Defining performance
In the broader overall landscape of the test, the consultation suggested four potential frameworks to measure performance – two new ones that are either based on a single metric or multiple metrics, as well as retaining the status quo or an industry-proposed framework.
The “alternative single-metric” will consider a different metric that would “better assess” performance with Sharpe ratio (risk-adjusted returns above the risk-free rate), peer comparison (providing risk-adjusted returns compared to peers, or whether a product provides superior investment returns relative to a simple benchmark portfolio that bears a similar level of risk.
A “multi-metric framework” would instead either measure performance via the APRA heatmaps or alternatively, a “targeted three-metric approach” such as risk-adjusted returns, implementation of promises to members, and cost to members.
Additionally, the paper floated whether to expand the test to all APRA-regulated products, which it is not currently legislated to do.
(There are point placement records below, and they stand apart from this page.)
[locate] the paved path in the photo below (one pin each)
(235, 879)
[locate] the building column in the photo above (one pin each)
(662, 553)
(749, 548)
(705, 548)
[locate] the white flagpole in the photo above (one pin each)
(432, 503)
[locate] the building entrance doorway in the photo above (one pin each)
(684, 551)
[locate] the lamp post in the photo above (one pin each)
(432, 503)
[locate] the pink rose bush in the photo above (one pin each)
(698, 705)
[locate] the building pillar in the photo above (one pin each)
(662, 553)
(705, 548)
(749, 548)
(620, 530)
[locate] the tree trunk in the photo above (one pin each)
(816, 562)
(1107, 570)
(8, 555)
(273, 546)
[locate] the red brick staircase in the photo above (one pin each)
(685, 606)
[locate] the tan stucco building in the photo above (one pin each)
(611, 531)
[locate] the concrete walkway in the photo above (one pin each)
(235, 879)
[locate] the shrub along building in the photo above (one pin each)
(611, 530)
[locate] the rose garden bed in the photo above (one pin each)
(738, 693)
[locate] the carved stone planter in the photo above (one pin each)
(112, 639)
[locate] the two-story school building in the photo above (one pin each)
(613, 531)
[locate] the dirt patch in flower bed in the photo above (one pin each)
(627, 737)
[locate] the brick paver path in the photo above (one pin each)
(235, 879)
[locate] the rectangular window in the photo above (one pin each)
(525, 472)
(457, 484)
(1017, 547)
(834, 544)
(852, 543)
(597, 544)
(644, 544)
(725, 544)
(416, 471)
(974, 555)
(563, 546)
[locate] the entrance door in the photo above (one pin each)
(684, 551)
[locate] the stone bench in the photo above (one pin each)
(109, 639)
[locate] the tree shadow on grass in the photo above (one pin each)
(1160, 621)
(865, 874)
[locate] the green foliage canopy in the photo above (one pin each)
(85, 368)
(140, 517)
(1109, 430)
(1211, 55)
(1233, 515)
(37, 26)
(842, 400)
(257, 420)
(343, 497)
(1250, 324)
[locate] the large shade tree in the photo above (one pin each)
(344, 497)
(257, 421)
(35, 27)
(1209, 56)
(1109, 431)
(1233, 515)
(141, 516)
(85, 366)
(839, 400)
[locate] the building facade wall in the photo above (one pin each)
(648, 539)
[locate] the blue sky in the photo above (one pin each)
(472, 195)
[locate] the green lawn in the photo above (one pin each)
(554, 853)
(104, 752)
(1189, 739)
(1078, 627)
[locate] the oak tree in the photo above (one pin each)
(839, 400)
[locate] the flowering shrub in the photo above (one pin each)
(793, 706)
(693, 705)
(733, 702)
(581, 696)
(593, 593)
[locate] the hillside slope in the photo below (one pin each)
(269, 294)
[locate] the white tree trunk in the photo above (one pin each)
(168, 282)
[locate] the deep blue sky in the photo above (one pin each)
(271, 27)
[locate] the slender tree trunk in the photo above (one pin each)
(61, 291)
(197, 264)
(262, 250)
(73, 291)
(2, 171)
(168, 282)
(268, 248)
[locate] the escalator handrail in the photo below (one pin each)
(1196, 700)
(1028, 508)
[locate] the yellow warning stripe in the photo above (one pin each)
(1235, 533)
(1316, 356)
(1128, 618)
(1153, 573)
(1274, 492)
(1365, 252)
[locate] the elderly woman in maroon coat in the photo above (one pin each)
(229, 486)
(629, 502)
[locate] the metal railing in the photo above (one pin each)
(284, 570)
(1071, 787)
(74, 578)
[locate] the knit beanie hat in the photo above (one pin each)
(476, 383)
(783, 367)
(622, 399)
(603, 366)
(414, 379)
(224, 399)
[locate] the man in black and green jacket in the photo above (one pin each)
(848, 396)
The rationale cited by the review is that it would uphold the integrity of the full super system and reduce incentives for trustees to restructure products to avoid the test, encourage members into products that aren’t tested, and increase fees on untested products to subsidise tested products.
The consultation has also asked for feedback on whether it should test the performance of retirement products, and how this should be implemented, if so.
The paper noted a “summary scorecard” recommended by the Conexus Institute, the retirement-focused think thank philanthropically funded by the publisher of Professional Planner.
The scorecard would assess whether the product maximised expected income, managed income risk and provided flexible access to funds.